There are many secondary influences of a less important nature which are due to the ocean streams. The reader will find on most wall-maps of the world certain areas in the central part of the oceans which are noted as Sargassum seas, of which that of the North Atlantic, west and south of the Azore Islands, is one of the most conspicuous. In these tracts, which in extent may almost be compared with the continents, we find great quantities of floating seaweed, the entangled fronds of which often form a mass sufficiently dense to slightly restrain the speed of ships. When the men on the caravels of Columbus entered this tangle, they were alarmed lest they should be unable to escape from its toils. It is a curious fact that these weeds of the sea while floating do not reproduce by spores the structures which answer to the seeds of higher plants, but grow only by budding. It seems certain that they could not maintain their place in the ocean but for the action of the currents which convey the bits rent off from the shores where the plant is truly at home. This vast growth of plant life in the Sargassum basins doubtless contributed considerable and important deposits of sediment to the sea floors beneath the waters which it inhabits. Certain ancient strata, known as the Devonian black shale, occupying the Ohio valley and the neighbouring parts of North America to the east and north of that basin, appear to be accumulations which were made beneath an ancient Sargassum sea.

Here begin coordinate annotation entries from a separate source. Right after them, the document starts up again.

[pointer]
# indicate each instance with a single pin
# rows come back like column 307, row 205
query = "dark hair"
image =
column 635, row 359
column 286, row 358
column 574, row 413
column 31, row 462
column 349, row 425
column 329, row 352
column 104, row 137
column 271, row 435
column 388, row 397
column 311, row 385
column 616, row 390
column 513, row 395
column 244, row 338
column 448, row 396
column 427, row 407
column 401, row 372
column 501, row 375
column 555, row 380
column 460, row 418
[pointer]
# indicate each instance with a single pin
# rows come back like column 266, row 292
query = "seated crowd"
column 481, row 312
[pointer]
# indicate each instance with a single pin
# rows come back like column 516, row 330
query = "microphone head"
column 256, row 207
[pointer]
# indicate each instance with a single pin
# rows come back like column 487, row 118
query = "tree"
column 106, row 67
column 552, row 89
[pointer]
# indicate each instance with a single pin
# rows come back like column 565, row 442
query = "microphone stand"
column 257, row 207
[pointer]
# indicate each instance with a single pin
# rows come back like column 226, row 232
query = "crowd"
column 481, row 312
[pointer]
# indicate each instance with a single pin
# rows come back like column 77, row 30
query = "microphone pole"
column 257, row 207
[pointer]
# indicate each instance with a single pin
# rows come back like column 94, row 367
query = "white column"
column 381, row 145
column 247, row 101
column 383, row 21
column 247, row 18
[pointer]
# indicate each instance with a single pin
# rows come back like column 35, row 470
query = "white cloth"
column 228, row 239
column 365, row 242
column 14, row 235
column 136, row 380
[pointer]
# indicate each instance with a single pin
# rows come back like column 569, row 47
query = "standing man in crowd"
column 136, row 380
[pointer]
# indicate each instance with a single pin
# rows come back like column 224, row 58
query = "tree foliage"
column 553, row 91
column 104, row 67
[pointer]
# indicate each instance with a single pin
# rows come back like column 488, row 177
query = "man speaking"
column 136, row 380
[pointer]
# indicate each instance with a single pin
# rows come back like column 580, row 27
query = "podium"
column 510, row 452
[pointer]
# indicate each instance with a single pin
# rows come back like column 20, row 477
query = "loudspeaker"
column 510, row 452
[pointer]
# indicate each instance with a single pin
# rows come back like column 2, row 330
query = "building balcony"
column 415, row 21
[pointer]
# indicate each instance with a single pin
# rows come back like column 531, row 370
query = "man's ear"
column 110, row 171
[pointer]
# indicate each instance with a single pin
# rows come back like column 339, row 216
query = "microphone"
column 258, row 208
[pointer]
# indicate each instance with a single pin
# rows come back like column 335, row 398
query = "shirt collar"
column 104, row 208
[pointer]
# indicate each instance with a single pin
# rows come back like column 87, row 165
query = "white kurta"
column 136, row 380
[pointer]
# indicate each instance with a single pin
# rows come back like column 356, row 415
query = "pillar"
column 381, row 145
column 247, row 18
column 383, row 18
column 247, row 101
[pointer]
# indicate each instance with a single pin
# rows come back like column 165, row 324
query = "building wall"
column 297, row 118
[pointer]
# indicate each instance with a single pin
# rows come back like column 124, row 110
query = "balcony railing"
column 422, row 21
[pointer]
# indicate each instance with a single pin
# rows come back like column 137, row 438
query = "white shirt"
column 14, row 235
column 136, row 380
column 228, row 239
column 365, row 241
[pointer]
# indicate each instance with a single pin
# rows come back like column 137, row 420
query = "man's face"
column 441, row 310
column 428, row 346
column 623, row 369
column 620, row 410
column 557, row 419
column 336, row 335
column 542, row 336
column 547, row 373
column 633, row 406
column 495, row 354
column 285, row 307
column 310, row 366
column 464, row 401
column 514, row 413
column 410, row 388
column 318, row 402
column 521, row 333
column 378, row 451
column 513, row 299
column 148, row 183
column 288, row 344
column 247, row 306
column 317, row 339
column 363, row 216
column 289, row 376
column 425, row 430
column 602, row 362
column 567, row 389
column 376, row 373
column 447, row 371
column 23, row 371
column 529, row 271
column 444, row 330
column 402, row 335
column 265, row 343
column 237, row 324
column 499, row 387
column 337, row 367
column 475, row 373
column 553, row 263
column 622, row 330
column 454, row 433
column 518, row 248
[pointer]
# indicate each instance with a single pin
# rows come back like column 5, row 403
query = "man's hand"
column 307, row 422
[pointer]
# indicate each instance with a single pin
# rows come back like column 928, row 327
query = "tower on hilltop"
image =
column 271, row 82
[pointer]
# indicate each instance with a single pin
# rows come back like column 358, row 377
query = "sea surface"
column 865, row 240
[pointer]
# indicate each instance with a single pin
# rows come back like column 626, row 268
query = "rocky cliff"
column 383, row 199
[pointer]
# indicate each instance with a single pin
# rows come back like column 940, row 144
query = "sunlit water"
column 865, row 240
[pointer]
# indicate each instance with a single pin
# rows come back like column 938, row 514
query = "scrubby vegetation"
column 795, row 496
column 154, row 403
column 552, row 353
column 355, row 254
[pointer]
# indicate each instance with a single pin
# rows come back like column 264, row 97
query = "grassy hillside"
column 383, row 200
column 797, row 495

The ocean currents have greatly favoured and in many instances determined the migrations not only of marine forms, but of land creatures as well. Floating timber may bear the eggs and seeds of many forms of life to great distances until the rafts are cast ashore in a realm where, if the conditions favour, the creatures may find a new seat for their life. Seeds of plants incased in their often dense envelopes may, because they float, be independently carried great distances. So it comes about that no sooner does a coral or other island rise above the waters of the sea than it becomes occupied by a varied array of plants. The migrations of people, even down to the time of the voyages which discovered America, have in large measure been controlled by the run of the ocean streams. The tropical set of the waters to the westward helped Columbus on his way, and enabled him to make a journey which but for their assistance could hardly have been accomplished. This same current in the northern part of the Gulf Stream opposed the passage of ships from northern Europe to the westward, and to this day affects the speed with which their voyages are made.